Show that $\mathcal{C} = \sigma(\mathcal{M})$, the sigma-algebra of countable and co-countable sets.

Proof:

Let $A \in \mathcal{C}$. Then, either $A \subset \mathbf{X}$ is countable or $\mathbf{X} \setminus A$ is countable. If $A$ is countable, then

\[A = \bigcup_{x \in A} \{x\} \in \sigma(\mathcal{M})\]

since $\sigma(\mathcal{M})$ is closed under countable unions. If $A$ is not countable, then $\mathbf{X} \setminus A$ is countable.

\[A = \bigcap_{x \in \mathbf{X} \setminus A} \mathbf{X} \setminus \{x\} \in \sigma(\mathcal{M})\]

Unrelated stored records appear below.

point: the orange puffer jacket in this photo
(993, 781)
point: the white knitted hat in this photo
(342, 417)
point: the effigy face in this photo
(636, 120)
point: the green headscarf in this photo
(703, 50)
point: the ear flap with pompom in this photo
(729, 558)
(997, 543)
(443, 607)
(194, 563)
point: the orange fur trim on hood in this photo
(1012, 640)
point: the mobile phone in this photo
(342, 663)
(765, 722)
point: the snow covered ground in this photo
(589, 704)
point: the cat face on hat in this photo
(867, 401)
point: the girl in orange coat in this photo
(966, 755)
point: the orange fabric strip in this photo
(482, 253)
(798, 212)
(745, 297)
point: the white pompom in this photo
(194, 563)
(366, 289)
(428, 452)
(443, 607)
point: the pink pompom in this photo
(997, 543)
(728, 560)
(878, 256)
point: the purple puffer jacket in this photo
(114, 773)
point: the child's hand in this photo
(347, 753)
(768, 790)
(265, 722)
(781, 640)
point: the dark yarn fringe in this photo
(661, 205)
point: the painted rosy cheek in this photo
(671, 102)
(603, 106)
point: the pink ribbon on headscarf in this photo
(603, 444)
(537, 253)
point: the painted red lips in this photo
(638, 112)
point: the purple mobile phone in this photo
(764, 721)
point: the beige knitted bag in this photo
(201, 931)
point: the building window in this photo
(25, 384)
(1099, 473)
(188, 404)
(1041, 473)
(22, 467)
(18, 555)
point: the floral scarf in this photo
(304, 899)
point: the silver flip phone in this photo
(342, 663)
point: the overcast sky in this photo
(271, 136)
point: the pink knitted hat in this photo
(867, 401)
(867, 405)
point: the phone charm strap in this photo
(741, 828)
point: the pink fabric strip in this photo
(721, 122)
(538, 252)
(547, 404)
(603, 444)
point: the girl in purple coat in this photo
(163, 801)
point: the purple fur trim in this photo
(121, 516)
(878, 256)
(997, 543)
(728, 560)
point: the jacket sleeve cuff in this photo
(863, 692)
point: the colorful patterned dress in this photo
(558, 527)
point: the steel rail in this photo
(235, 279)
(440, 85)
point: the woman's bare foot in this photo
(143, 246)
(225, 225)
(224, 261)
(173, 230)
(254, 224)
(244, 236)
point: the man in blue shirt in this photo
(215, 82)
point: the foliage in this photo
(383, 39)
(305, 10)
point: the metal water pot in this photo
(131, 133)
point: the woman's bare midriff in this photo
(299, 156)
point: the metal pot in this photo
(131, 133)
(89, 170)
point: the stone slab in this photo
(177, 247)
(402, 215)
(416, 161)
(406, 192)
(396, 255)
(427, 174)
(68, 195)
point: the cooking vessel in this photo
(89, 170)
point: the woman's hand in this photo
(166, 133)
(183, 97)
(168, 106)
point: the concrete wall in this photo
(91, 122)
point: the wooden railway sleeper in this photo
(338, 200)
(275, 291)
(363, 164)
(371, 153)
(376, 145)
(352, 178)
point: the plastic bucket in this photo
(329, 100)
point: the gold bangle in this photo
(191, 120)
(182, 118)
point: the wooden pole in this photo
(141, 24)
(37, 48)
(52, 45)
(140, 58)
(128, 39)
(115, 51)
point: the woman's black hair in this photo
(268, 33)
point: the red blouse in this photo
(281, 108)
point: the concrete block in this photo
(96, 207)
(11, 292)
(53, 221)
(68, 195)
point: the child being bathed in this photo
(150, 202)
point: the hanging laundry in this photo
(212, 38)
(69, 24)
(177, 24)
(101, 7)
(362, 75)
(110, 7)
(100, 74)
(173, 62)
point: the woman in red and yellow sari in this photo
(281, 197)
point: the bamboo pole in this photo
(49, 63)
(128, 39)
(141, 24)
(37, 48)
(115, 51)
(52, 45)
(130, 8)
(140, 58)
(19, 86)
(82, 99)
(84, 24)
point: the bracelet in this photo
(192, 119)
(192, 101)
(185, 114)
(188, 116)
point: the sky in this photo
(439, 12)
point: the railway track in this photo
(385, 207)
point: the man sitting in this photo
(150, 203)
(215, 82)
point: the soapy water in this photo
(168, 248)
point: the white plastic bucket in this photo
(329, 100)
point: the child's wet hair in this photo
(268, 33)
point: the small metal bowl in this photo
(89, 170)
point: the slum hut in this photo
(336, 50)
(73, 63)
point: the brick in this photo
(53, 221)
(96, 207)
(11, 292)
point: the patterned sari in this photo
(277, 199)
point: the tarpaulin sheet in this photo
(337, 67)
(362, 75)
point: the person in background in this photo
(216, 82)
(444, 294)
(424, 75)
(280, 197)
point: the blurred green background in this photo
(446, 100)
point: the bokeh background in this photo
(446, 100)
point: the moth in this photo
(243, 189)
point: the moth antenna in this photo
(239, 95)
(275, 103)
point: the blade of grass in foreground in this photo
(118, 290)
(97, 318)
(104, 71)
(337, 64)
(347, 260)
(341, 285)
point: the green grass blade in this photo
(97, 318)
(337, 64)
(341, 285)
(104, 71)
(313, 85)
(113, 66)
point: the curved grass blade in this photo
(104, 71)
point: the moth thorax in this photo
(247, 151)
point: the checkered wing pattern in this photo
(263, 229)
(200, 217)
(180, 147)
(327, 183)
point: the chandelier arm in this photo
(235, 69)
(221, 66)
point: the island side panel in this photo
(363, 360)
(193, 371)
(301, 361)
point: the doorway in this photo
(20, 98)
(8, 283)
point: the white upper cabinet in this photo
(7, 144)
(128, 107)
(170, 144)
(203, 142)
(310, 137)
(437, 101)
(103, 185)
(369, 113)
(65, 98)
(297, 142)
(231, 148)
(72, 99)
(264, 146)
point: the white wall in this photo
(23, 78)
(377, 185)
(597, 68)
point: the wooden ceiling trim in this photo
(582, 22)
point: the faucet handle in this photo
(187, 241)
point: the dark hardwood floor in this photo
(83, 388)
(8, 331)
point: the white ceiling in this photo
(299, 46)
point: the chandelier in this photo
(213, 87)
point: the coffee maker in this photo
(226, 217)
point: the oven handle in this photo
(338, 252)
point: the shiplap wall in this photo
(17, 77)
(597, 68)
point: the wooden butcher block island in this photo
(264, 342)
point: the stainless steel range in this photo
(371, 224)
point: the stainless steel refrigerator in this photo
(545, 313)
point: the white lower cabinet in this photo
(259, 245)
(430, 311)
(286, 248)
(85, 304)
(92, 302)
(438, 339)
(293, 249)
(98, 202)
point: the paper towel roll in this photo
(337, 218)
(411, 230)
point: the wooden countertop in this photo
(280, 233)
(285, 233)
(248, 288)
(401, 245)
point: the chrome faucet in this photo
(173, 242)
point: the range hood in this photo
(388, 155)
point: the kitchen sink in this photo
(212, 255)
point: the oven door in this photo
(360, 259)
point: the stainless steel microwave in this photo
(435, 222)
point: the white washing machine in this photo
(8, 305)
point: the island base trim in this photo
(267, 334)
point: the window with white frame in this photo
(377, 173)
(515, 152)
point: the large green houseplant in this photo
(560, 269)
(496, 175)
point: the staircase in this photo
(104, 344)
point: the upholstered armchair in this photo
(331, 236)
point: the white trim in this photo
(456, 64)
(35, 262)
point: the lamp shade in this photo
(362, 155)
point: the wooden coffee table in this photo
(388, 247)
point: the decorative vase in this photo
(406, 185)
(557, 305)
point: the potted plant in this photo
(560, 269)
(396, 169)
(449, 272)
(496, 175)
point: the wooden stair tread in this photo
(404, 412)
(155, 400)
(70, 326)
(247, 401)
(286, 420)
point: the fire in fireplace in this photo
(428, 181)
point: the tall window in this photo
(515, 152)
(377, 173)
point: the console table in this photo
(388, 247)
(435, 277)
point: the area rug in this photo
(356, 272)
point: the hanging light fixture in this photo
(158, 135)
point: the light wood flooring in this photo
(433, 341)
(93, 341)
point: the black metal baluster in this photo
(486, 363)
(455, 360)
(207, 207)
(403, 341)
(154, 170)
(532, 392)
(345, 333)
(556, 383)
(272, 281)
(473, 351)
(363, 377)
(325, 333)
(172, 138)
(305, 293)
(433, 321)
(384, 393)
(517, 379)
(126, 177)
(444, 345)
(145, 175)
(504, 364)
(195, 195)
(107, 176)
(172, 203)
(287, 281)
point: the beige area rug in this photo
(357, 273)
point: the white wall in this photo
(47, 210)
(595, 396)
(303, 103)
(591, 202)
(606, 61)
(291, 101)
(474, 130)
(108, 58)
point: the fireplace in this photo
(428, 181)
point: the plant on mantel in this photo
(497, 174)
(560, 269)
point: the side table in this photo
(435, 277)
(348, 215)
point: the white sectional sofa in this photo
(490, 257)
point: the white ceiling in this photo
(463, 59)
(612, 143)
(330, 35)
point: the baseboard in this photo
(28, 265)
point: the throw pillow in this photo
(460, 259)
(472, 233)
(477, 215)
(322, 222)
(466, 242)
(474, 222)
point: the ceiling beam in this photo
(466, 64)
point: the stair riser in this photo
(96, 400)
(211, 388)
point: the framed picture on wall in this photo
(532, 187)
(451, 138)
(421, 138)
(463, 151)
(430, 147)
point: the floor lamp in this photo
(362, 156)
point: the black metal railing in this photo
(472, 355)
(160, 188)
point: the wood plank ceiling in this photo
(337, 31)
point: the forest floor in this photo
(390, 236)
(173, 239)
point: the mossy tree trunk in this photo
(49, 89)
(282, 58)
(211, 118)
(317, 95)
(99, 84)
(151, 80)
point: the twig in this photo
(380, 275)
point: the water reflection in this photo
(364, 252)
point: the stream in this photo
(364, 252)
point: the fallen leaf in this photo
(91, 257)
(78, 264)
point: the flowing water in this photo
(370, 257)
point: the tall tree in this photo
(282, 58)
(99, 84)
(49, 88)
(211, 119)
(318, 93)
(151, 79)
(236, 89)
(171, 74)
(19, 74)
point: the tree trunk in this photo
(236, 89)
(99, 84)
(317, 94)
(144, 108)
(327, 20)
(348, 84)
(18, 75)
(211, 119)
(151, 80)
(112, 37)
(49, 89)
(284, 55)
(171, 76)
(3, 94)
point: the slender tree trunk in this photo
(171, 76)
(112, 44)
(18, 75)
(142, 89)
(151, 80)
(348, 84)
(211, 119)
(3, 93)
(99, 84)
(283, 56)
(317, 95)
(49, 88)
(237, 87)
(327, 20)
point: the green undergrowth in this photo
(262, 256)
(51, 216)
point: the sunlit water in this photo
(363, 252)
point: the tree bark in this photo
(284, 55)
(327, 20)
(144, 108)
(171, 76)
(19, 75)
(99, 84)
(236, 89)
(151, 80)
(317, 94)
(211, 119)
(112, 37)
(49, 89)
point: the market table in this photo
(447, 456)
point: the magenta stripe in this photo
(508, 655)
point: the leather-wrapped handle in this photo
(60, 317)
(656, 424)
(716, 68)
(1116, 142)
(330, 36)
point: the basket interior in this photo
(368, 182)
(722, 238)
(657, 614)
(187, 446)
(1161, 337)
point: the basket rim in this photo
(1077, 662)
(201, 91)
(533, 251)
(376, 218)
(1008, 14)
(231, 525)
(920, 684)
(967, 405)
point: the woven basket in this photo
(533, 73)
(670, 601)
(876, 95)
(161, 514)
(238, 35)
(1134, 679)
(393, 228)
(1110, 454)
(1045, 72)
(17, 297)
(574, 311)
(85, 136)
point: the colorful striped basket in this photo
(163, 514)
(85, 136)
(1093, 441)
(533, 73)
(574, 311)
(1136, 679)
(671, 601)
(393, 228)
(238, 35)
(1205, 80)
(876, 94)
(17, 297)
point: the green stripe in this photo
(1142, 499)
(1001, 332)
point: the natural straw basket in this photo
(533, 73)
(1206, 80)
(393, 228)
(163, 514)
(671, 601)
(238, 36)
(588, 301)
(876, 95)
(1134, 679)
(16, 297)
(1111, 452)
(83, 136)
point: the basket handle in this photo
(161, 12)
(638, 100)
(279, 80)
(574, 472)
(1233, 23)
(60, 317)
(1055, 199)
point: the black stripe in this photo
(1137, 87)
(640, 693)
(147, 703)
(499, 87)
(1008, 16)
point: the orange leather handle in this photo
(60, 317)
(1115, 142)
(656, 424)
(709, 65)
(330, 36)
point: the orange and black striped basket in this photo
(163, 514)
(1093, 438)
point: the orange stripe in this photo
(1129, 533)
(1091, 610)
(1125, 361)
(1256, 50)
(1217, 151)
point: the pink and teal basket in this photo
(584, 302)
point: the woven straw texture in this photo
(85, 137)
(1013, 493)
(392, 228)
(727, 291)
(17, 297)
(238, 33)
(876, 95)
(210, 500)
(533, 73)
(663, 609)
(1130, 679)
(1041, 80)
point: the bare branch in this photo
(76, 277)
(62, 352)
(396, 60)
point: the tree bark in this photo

since $\sigma(\mathcal{M})$ is closed under countable intersections. Hence, $ \mathcal{C} \subseteq \sigma( \mathcal{M})$. Next, suppose that $A \in \sigma(\mathcal{M})$. Then, there exists a countable number of subsets $U_n \subset \mathbf{X}$ such that

\[A = \bigcup_{n=1}^{\infty} U_n\]

but $U_n = {x_n}$ for some $x \in \mathbf{X}$. Hence, $A$ is countable and thus $\sigma(\mathcal{M}) \subseteq \mathcal{C}$. Therefore, $ \mathcal{C} = \sigma( \mathcal{M})$.